Regardless, the net result is that people are not milling around lots looking to buy Ram pickup trucks that have an average MSRP of $75K, or that Ford F150 with the Hennessy package that has a price tag that can be as high as $155K is not really going to fly off the floor. Hell, Jeep Grand Cherokee's are now in that mid $70K price point.

That is some real coin.

Then there is the news that Tesla is dropping (yet again) the base price of the Model Y, their most popular model (so they say) to a starting price of near $42K. Musk is calling this because he learned that "people don't like to buy cars in the middle of winter".

Uh, sure, but the reality is that seasonality is the main cause, and up to now, Tesla has been in a little bubble where supply was constrained, and people were clamoring for, and waiting for months (or quarters) to take delivery. As of last week, I read that there were nearly 15K Model Y's on showroom floors and in storage lots waiting to be sold, about 5X the number of the Model 3's.

So, they are doing promotional pricing, and if you want a base Tesla Model y, a 5 year old design in desperate need of a refresh, now is a good time to go buy.

If you bought one 2 years ago, you just saw about 15% of the resale value get wiped out this week.

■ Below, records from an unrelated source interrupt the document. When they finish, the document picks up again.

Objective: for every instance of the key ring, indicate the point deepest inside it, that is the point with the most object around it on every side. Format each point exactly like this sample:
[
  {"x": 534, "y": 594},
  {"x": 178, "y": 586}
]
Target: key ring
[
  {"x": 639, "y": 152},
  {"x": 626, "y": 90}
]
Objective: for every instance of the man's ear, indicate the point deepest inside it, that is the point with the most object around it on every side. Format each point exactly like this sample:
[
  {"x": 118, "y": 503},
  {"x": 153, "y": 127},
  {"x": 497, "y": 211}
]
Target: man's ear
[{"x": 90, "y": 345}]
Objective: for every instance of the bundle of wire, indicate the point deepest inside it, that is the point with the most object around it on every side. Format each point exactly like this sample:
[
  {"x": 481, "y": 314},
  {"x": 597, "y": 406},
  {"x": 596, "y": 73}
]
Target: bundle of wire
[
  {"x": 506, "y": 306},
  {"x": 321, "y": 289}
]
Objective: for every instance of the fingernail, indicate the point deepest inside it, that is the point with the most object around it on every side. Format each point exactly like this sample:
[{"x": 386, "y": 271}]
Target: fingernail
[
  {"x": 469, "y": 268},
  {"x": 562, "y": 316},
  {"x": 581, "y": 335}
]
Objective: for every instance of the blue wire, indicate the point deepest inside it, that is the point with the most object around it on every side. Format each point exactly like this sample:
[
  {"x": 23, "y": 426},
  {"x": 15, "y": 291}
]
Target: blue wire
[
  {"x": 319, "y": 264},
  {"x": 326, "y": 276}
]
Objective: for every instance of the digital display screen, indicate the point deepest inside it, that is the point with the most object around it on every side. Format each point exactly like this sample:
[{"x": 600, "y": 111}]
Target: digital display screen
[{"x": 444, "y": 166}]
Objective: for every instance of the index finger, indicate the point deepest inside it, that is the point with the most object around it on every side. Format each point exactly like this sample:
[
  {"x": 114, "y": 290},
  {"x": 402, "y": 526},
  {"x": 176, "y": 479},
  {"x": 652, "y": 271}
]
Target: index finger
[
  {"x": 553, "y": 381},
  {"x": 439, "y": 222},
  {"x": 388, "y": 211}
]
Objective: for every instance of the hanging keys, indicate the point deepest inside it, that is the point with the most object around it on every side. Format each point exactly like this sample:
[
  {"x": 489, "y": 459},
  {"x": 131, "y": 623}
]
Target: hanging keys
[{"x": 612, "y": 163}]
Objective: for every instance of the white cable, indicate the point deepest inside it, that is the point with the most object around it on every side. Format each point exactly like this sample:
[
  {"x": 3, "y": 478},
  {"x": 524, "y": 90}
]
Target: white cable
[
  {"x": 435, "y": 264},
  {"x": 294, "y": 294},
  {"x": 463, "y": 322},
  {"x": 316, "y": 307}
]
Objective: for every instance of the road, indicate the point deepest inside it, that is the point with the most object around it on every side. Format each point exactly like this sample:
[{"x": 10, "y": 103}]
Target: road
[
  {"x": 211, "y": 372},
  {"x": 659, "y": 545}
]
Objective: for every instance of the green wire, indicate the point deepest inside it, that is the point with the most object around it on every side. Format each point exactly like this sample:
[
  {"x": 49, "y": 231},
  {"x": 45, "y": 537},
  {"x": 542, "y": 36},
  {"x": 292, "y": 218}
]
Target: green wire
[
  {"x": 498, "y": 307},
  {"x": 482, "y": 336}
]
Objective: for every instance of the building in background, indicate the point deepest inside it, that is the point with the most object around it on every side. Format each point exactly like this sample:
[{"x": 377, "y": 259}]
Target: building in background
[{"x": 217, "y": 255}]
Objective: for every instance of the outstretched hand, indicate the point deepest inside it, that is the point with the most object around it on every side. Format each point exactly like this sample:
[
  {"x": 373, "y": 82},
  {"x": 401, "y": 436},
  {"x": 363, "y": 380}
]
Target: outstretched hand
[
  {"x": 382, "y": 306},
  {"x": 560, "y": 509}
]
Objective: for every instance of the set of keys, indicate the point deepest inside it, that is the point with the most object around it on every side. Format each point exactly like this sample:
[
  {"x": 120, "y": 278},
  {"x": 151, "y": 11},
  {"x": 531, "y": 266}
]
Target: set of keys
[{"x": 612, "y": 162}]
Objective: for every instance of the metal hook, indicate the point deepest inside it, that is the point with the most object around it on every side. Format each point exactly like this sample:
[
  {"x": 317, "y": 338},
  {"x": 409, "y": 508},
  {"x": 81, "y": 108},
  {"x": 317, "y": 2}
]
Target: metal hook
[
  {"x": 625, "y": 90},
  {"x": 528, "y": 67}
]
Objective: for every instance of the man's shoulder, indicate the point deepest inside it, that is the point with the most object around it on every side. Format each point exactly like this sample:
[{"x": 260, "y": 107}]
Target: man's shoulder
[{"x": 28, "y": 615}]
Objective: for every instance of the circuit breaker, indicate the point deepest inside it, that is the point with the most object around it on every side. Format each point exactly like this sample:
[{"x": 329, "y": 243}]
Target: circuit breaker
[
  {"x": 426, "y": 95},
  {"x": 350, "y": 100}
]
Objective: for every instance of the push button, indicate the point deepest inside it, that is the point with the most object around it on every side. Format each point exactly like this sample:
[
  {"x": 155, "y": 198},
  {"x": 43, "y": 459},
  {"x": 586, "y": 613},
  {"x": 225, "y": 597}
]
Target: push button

Turns out that Tesla is really just another car maker, and their cachet and exclusivity are veneers that have been washed away, now they have to scrabble about for sales like the other legacy makers. And no, winter isn't the reason they have an excess of unsold inventory.

Boo hoo.

(in the future, I will post on the doom and gloom that seems to be circulating about how EV's are not going gangbusters. That is a myth, and they are indeed following the adoption curve and the trajectory laid out by Geoffrey Moore in Crossing the Chasm. The world isn't ending, and we have hit the tipping point.)